French Exit
- First edition cover
- Author: Patrick deWitt
- Audio read by: Lorna Raver
- Cover artist: Eric Hanson (illustration) Allison Saltzman (design)
- Language: English
- Publisher: House of Anansi Press
- Publication date: August 28, 2018
- Publication place: Canada
- Media type: Print (paperback)
- Pages: 248
- ISBN: 978-1-4870-0483-5
- OCLC: 1035245009
- Dewey Decimal: 813/.6
- LC Class: PS3604.E923 F74 2018

= French Exit (novel) =

2018 novel by Patrick deWitt

French Exit is a 2018 novel by Canadian author Patrick deWitt. The novel was published by House of Anansi Press and received wide critical acclaim upon its publication, making the shortlist for the 2018 Giller Prize.

Set in New York City and Paris, the novel follows a dysfunctional mother and son duo who are forced to relocate after their fortunes fall.

The title French Exit refers to the expression also known as french leave of an abrupt or hasty departure made without informing anyone.

==Plot==
Frances Price, a 65-year old wealthy widow, and her adult son Malcolm Price live together in New York City. When her financial planner reveals that she is completely insolvent, something he has been warning her about for the better part of a decade, Frances illegally sells everything that she owns and decides to take her childhood friend, Joan, up on the offer to live in her apartment in Paris.

Mother and son, along with their cat Small Frank, take a cruise ship to Paris. Onboard they meet a medium named Madeleine who tells them that Small Frank is inhabited by the spirit of Frances's deceased husband Frank, something both she and Malcolm were aware of.

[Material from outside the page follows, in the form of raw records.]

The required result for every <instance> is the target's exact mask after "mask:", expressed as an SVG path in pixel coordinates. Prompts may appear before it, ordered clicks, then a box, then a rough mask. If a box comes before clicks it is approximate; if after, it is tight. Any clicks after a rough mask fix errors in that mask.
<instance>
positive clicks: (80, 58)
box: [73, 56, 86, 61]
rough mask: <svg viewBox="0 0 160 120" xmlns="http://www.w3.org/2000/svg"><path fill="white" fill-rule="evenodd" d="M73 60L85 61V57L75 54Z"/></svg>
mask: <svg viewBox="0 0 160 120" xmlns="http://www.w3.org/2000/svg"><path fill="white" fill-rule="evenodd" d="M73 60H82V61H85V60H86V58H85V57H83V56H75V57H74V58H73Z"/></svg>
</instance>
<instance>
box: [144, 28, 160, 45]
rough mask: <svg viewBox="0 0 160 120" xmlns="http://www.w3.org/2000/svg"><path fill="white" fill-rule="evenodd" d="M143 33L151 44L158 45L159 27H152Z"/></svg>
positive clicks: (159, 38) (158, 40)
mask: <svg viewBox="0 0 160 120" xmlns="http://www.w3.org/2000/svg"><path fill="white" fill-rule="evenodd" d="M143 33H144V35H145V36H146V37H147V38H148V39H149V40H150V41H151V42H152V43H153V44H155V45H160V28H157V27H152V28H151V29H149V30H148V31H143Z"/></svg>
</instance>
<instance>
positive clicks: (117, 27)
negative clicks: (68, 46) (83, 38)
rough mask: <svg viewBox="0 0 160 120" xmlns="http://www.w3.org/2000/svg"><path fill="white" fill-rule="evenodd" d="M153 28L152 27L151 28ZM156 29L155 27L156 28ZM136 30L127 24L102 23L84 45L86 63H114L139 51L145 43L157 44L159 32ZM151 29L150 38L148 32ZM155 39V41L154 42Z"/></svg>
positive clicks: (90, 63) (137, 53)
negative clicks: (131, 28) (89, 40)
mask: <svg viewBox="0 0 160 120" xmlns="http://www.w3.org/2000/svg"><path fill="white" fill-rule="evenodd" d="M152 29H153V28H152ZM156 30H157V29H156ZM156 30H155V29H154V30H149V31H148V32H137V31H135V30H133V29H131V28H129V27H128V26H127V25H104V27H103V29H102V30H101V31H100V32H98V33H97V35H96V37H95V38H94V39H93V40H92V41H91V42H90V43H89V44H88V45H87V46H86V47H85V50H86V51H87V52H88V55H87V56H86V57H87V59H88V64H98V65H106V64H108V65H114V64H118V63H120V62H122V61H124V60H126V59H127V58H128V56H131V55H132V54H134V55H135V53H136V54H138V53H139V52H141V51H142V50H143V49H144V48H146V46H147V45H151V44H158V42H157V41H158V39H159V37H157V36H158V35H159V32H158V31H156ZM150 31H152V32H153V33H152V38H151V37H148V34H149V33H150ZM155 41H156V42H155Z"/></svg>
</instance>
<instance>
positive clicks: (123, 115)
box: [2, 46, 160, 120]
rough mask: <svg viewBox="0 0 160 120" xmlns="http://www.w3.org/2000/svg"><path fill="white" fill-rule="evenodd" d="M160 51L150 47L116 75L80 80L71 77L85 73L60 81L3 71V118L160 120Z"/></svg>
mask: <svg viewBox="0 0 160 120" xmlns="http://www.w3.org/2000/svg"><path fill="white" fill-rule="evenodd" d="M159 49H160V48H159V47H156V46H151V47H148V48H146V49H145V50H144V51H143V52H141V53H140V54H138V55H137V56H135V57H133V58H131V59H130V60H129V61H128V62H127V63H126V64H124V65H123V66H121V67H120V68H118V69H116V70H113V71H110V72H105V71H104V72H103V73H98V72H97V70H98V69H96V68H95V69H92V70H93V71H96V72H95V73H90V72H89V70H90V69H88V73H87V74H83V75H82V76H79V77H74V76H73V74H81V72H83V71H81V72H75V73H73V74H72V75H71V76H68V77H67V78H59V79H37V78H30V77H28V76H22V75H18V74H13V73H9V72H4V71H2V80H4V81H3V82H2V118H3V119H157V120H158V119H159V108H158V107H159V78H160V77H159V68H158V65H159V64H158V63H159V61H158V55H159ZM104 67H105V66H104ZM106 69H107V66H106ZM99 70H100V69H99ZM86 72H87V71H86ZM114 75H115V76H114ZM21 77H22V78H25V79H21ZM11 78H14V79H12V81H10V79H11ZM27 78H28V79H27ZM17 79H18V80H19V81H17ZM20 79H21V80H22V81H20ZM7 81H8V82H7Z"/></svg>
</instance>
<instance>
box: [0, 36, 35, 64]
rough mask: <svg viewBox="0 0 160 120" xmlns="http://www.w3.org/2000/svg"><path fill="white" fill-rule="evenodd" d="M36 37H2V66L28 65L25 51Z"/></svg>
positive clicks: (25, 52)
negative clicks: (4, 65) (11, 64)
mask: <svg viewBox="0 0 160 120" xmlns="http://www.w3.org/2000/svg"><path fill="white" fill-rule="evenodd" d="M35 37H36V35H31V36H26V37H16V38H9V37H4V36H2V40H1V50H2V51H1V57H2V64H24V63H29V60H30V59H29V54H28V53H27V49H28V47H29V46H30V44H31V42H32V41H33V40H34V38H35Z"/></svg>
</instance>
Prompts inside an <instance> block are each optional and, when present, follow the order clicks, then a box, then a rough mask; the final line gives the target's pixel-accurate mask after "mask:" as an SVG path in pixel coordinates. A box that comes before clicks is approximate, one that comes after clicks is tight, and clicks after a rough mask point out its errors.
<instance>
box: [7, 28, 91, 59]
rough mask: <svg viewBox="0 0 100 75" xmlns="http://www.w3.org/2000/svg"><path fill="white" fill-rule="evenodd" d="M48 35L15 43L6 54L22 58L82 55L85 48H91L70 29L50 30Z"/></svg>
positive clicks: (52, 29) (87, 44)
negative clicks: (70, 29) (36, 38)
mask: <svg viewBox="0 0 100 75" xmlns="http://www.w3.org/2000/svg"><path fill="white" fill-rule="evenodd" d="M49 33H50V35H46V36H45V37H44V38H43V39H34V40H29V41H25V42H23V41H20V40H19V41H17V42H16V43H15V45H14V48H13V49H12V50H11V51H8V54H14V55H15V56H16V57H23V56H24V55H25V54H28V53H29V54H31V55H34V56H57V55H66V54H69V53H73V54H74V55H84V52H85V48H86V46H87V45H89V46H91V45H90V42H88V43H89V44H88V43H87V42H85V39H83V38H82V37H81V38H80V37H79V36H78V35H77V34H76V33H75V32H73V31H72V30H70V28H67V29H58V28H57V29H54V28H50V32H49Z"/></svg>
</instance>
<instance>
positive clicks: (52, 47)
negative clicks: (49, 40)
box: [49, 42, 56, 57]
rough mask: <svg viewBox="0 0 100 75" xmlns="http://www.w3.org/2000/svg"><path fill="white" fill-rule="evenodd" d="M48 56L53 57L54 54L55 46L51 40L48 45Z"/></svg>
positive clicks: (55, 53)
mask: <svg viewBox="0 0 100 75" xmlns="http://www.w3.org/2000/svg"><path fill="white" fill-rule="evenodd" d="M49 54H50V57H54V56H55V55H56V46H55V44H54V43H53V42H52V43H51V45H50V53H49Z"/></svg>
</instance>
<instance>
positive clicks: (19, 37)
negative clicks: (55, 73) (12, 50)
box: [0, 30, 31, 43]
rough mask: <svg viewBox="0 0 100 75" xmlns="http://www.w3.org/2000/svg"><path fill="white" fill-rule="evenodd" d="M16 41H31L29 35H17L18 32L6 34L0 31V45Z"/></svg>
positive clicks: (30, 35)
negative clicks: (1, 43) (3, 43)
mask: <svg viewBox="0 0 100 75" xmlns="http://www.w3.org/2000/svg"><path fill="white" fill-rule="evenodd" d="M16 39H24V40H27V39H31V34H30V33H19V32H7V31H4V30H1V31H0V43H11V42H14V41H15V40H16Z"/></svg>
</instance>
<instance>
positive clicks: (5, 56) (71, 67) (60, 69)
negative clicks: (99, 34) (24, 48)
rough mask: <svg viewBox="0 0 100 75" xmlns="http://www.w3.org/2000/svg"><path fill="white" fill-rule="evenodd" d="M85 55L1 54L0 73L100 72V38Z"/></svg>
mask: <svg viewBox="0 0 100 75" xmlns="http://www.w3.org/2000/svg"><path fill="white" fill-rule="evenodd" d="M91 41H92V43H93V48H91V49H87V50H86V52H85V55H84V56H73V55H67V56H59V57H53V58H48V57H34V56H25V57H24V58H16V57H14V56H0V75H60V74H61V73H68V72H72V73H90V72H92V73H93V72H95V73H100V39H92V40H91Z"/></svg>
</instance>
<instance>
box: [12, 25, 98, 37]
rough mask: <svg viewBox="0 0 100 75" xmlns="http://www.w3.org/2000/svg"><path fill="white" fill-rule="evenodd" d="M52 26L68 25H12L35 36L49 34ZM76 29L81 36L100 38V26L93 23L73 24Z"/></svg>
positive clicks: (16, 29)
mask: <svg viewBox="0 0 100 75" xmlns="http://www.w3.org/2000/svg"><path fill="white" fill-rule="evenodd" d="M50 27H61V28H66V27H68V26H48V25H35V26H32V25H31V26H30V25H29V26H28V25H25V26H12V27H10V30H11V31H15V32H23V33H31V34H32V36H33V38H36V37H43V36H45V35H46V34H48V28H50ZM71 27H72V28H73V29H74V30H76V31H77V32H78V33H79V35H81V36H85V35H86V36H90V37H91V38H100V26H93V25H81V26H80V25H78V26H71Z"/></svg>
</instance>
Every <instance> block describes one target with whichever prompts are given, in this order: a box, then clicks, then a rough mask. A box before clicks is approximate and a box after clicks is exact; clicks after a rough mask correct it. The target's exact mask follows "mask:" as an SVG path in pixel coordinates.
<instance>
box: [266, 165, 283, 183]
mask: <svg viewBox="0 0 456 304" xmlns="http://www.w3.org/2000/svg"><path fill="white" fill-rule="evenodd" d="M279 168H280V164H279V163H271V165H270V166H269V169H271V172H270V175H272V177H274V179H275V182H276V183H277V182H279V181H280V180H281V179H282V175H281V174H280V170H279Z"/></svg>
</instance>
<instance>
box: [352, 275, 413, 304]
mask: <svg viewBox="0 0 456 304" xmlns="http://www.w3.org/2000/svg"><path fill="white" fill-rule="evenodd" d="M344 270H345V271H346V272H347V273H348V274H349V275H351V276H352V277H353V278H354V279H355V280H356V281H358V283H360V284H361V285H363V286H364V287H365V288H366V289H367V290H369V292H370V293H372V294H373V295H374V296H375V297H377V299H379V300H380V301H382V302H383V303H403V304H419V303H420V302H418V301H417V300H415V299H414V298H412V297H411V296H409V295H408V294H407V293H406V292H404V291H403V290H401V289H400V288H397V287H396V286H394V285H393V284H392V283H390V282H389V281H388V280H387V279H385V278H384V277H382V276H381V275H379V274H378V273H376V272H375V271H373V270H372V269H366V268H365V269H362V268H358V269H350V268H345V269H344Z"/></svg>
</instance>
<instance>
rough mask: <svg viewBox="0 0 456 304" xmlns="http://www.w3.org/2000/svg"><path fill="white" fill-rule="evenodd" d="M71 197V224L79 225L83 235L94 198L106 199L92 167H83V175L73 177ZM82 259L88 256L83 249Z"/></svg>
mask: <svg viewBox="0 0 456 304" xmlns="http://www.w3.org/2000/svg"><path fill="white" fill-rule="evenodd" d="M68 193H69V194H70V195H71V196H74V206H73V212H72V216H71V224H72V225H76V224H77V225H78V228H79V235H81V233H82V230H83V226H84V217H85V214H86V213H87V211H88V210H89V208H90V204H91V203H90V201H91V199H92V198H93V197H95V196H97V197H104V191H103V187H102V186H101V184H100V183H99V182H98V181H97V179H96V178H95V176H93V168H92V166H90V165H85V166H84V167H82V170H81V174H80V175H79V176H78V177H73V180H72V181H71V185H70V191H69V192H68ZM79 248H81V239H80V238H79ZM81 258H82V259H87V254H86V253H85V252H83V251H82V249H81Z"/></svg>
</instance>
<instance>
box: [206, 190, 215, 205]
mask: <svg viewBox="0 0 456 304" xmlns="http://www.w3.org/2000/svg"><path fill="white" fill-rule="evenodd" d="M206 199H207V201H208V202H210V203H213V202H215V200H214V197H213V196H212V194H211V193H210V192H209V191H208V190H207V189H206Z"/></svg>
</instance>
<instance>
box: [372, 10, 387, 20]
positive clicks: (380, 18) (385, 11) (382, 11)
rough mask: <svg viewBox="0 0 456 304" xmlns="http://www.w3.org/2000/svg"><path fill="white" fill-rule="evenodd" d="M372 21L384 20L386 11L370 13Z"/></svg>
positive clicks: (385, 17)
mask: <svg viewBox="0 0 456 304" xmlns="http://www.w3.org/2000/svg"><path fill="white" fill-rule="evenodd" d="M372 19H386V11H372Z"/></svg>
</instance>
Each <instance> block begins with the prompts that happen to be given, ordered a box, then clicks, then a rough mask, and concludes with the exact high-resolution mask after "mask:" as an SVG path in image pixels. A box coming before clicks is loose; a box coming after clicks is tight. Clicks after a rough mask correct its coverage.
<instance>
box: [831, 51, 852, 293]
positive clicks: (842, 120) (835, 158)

Frances and Malcolm live a life of misery and near isolation in Paris. Frances begins to spend their remaining money lavishly, developing a "plan" to fix their circumstances. She informs Small Frank of her plan and he runs away.

In order to locate Small Frank, Frances has a friend hire an investigator to locate Madeleine. Madeleine is able to make contact with Small Frank who informs Malcolm and then everyone else that Frances intended to kill him and he has no intention of returning to her. Frances spends the rest of the week entertaining the various guests and friends she has made in Paris including Joan, who shows up believing that Frances intends to kill herself, and Malcolm's ex-fiancée Susan who is still in love with Malcolm and comes to Paris to be with him. Eventually, after spending all her money and reconciling somewhat with Susan, Frances kills herself.

==Reception==
The novel drew wide critical acclaim. The Guardian praised deWitt's "comic genius". The New Yorker praised deWitt as a "stealth absurdist". Esquire named the novel as a Book of the Week and called it "a highly enjoyable read".

==Adaptation==

In May 2019, it was announced that a movie adaptation of the novel was in the works with deWitt writing the screenplay, Azazel Jacobs directing, and Michelle Pfeiffer and Lucas Hedges in the lead roles. In September 2019, Sony Pictures Classics acquired distribution rights to the film. The film was the Closing Night of the 2020 New York Film Festival and celebrated as "A mostly satisfying feast for Pfeiffer fans."